I am a bit confused as to whether the GMS API shou...
# getting-started
m
I am a bit confused as to whether the GMS API should expose the aspect model or not. I see for instance that there are two Ownerships, one that seems to be a generic aspect, assignable to any URN and the other being an ownership dedicated to dataset ownership. There is a lot of repetition there, for instance between the "generic" OwnershipType and the dataset-specific "OwnershipCategory". I initially assumed that this was because the aspect model should not be directly exposed through the GMS but rather abstracted away into payloads designed specifically for the GMS API. However, then I noticed that the GMS's dataset ownership resource actually exposes the generic Ownership aspect, and not the dedicated dataset ownership payload from the API module. So now, I don't fully understand if we should abstract away the aspect-driven model in the gms or not.
b
I can see two great questions there. Will try to document these formally later but here are some quick answers, 1. Should an aspect be exposed via the GMS API (e.g.
/datasets/ownership
) or simply be included as part of the top level endpoint (e.g.
/datasets
)? 2. Difference between
OwnershipType
(https://github.com/linkedin/datahub/blob/master/metadata-models/src/main/pegasus/com/linkedin/common/OwnershipType.pdscO) vs
OwnershipCategory
Answers: 1. Generally including the aspects as part of the top-level endpoint is enough for the r/o use cases (as the top-level endpoint is r/o). However, if you need to update a specific aspect via the API, you'll need an aspect-specific sub-endpoint. The aspect-specific sub-endpoint also give you the ability to retrieve a older versions of the aspect and additional audit-related metadata 2. I'm unable to find
OwnershipCategory
model in the repo. We did have that in our internal repo as a legacy model, but for OSS
com.linkedin.common.Ownership
is the common ownership model that should be used for all entities, including datasets.
m
Hi, thanks for your swift response.

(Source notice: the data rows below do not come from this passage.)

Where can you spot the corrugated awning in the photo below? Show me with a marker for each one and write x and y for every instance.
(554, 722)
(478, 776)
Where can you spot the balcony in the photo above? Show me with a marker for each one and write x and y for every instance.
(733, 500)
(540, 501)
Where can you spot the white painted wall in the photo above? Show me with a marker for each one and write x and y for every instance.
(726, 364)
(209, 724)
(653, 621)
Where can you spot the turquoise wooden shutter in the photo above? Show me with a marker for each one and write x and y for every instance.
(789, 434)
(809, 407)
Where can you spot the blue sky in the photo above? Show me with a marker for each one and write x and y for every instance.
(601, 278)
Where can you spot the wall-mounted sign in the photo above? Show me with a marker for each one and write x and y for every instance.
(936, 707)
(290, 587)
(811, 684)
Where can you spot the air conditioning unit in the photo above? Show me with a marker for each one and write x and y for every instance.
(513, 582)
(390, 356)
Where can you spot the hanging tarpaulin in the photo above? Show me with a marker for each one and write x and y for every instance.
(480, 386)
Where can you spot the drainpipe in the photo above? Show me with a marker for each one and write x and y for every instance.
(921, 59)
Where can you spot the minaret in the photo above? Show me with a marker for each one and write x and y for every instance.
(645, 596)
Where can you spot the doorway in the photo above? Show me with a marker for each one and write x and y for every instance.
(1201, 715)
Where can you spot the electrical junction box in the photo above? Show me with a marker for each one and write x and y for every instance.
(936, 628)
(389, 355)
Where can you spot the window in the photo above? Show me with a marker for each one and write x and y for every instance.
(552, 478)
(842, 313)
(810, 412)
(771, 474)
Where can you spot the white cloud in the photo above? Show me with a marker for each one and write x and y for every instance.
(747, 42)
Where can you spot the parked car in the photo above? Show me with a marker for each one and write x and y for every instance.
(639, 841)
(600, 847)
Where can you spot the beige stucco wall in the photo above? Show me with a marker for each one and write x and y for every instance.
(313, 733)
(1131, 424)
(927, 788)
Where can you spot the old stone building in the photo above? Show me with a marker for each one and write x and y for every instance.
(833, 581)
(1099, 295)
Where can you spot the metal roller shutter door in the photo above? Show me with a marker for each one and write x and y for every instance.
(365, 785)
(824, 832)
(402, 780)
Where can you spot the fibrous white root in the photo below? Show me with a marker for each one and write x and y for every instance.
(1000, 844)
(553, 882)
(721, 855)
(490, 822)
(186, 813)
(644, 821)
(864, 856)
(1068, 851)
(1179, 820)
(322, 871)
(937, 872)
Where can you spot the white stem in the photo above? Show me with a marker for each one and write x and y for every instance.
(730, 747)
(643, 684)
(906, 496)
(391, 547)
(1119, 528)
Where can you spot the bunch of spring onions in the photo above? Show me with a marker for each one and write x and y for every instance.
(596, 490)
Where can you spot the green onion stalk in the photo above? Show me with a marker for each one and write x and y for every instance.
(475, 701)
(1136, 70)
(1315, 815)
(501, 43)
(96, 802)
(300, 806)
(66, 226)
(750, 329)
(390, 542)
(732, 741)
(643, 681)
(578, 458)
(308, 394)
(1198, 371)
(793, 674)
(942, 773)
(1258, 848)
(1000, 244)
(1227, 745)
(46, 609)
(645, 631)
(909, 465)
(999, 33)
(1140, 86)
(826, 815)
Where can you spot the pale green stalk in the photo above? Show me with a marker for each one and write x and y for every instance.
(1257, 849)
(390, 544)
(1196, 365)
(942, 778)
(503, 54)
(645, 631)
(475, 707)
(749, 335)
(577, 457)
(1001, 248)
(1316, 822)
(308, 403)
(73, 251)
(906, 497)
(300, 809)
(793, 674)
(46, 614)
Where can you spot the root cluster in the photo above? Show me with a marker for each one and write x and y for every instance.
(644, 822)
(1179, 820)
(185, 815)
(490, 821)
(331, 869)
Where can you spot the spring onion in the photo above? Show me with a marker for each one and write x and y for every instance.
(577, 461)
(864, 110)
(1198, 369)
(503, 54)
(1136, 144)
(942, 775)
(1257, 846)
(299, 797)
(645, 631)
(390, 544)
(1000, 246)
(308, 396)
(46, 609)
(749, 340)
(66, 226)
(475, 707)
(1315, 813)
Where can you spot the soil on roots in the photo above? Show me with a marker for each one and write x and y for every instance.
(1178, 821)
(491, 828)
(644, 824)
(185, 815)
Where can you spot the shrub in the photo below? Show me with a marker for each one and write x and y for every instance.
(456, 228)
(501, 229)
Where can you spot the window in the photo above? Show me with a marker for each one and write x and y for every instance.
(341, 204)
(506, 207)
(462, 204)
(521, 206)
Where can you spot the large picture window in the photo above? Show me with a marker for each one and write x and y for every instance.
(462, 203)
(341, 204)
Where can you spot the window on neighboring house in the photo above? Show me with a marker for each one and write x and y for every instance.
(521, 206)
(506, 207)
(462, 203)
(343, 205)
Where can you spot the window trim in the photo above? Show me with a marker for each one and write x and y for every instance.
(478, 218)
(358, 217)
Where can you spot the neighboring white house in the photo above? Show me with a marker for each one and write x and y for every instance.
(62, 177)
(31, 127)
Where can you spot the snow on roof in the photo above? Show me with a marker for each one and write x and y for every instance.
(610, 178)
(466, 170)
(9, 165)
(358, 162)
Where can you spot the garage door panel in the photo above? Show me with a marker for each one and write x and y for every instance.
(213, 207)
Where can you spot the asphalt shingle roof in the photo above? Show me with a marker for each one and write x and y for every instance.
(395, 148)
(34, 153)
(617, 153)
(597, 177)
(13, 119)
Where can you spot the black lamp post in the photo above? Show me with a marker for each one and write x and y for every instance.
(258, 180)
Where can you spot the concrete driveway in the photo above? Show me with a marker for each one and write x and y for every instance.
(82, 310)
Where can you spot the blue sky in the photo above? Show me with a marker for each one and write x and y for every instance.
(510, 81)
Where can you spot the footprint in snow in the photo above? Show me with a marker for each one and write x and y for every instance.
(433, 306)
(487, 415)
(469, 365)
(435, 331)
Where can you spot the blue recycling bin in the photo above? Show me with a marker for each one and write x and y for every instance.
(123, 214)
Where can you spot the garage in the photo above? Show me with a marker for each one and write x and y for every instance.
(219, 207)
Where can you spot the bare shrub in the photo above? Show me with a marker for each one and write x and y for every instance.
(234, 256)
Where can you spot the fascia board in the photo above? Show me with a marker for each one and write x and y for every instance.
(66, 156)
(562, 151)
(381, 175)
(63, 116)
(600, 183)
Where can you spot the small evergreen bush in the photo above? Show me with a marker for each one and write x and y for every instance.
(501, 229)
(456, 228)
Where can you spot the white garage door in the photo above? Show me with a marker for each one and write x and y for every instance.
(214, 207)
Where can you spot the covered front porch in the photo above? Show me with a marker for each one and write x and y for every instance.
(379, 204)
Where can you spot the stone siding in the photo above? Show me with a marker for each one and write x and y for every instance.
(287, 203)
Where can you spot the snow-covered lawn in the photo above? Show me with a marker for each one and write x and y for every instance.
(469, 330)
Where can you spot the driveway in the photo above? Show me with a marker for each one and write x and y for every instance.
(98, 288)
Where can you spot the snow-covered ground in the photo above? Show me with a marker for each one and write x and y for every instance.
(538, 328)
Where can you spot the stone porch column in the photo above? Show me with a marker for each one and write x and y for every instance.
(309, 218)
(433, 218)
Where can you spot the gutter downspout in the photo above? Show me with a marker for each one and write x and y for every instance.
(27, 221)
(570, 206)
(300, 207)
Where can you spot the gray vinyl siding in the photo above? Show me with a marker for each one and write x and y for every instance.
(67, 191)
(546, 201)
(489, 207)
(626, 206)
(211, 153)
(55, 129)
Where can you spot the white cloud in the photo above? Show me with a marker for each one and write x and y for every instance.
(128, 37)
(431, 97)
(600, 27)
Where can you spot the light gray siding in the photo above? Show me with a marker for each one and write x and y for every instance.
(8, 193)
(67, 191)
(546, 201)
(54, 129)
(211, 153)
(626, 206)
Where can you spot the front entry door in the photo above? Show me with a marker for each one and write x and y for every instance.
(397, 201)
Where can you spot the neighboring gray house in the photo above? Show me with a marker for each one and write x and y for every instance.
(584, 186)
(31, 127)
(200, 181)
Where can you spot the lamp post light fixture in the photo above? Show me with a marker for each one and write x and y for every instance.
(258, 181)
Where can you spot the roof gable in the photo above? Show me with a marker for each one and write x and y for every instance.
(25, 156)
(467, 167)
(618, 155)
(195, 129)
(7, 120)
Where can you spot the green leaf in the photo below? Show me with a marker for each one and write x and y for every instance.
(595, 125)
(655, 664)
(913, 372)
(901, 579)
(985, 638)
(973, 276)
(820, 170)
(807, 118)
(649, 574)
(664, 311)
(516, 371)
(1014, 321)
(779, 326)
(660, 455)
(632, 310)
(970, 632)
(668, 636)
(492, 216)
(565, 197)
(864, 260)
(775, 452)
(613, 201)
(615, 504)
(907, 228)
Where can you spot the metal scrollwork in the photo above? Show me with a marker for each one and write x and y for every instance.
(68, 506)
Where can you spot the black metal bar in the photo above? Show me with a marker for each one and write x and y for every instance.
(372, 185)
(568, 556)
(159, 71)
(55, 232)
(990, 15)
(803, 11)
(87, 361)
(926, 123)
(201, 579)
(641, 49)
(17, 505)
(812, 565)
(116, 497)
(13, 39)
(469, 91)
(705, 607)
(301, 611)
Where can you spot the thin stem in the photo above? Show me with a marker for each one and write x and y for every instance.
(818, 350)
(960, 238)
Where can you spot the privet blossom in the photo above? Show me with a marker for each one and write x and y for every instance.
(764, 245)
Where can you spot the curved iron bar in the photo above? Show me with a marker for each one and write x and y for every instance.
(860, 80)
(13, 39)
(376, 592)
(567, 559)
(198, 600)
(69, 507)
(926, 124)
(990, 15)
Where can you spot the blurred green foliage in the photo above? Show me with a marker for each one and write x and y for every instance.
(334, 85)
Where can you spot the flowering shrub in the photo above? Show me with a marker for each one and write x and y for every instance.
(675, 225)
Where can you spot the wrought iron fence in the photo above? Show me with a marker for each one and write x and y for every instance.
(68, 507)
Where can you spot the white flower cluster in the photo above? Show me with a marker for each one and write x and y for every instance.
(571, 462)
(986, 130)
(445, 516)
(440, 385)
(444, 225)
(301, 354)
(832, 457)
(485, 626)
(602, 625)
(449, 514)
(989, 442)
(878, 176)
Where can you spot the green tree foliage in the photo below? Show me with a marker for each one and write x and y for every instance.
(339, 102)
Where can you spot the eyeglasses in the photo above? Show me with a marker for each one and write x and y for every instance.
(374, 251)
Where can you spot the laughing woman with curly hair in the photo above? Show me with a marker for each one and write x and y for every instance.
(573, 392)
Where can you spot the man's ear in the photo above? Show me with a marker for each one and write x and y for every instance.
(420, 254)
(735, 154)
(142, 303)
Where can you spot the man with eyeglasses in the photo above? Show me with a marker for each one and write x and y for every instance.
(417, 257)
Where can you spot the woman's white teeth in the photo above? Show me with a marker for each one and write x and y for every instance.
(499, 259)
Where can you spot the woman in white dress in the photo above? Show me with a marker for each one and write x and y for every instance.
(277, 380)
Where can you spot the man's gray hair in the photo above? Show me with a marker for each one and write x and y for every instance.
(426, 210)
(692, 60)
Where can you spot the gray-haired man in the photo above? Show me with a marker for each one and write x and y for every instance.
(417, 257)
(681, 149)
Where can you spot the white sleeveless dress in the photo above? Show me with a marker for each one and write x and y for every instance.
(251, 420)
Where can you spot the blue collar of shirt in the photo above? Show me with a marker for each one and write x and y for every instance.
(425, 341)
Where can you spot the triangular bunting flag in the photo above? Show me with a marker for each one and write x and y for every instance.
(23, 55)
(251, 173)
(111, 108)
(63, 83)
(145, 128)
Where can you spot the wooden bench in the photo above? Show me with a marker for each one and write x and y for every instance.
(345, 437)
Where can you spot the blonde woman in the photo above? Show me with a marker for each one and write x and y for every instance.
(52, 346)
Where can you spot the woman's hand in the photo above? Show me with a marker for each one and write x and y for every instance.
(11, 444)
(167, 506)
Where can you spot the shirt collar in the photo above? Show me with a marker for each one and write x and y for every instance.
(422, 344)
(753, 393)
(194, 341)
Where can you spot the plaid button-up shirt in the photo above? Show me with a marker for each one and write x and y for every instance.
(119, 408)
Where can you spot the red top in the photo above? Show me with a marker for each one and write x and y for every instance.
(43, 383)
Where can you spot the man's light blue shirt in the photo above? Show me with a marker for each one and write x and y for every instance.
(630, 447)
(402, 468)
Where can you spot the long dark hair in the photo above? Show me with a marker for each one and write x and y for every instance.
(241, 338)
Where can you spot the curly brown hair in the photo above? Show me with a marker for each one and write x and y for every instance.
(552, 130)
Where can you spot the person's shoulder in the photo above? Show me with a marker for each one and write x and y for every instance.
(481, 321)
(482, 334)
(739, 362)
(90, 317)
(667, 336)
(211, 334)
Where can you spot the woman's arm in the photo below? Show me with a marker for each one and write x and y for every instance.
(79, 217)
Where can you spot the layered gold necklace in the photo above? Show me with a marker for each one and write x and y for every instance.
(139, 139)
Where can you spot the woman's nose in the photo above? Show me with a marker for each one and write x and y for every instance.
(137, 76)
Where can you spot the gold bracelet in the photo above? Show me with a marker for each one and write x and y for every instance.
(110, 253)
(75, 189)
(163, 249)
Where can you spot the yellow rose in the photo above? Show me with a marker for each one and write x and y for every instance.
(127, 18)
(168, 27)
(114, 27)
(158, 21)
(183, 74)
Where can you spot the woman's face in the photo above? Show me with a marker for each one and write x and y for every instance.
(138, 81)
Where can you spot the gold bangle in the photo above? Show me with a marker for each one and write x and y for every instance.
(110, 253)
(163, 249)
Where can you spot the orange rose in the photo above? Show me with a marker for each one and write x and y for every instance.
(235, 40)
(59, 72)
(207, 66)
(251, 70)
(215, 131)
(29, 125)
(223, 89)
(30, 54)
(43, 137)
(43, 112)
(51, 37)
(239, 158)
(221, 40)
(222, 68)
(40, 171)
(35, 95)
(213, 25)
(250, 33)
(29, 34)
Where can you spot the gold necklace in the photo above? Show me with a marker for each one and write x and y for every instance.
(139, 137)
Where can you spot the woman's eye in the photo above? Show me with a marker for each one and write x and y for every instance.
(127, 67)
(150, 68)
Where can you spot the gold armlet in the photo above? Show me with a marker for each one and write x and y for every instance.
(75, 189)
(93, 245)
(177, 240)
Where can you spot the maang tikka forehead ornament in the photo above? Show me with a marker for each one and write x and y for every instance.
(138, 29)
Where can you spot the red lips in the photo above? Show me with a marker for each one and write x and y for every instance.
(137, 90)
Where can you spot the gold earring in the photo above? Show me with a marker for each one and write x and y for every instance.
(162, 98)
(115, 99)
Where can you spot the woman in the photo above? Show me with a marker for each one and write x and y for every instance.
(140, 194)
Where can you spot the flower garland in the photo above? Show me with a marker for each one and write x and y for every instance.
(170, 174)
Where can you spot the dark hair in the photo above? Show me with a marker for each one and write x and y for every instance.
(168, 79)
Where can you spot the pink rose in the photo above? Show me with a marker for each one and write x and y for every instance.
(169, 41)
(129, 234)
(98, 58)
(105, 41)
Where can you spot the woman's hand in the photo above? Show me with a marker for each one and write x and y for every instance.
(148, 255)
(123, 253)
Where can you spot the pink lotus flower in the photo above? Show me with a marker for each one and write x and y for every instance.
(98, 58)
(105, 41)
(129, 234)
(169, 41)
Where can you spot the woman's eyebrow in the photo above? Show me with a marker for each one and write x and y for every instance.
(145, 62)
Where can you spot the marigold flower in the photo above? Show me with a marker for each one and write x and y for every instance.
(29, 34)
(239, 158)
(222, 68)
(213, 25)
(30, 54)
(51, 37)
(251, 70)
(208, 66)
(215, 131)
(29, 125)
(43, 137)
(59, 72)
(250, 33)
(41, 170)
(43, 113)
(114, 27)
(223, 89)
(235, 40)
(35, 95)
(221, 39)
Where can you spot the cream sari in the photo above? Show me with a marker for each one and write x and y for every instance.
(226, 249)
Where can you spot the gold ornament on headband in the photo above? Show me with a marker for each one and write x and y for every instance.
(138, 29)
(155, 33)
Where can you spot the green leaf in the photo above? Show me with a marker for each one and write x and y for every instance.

Related to 1, does that mean that we'll see significant overlap between what is "flattened" into the top level endpoint and what is available as the "latest aspect" version in the sub resources? As for 2, I am currently on the master branch. The common ownership is indeed in the model repo. The specific one for dataset exists directly in the API module. (https://github.com/linkedin/datahub/blob/master/gms/api/src/main/pegasus/com/linkedin/dataset/Ownership.pdsc) I didn't find any uses of it though. Either way, your answer has cleared things up a lot. Thanks!
b
1. Yes, the 2 models should be identical. Seems like we still have some legacy code for
/datasets
that we'll migrate off soon. A cleaner example would be https://github.com/linkedin/datahub/blob/master/gms/api/src/main/pegasus/com/linkedin/identity/CorpUser.pdsc#L20 vs https://github.com/linkedin/datahub/blob/master/gms/impl/src/main/java/com/linkedin/identity/rest/resources/CorpUsersEditableInfoResource.java#L17 2. Argh that's definitely legacy stuff. Will drop those unused models soon.